So What Can Be Done?
Their numbers are increasing – the last estimate (from the 1980s) put the total population of urban foxes at 33,000 some 39 years on that number would have grown considerably. So what can be done to control the growth of foxes in urban areas?
Legal methods for culling, there are three options:
- Cage trap and dispatch
- Controlled shooting
- Snaring and dispatch
Unfortunately, all three options end up with the fox losing Its life. However, before you embark on a culling method, you should know that territories made vacant by the resident fox will quickly be re-colonised by new foxes.
Although there are numerous repellents on the market they must be used with great care. As most repellents are based on fox urine, if not used in the correct way, they can fool the fox into thinking another fox is using its territory and can actively encourage it to visit the premises more often. However this is the most humane form of fox control.
Proofing and Exclusion
Although it may not be practical to proof your entire property against foxes, it is possible to proof parts of it and with more and more people keeping chickens and working from home in garden offices, it’s becoming increasingly necessary to do so. Proofing can simply be applied to the bottom of sheds, garden offices, outbuildings and fences.

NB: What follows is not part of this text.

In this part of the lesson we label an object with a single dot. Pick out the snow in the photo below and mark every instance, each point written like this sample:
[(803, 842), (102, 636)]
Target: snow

5 Top Tips To Stop Foxes Entering Your Garden and Home
- Restrict doors and lower windows to only open out to 100mm (4”) or keep them shut, especially when cooking.
- Keep all “at risk” pets and livestock secure over night in fox proofed housing.
- Ensure that all food waste is stored in bins;
(you may need to secure the lids with bungee straps).
- Do not leave dog/cat food or food scraps outside on the ground for birds as this will attract foxes and rats.
- Do not use bone meal fertilisers in the garden as this may attract foxes.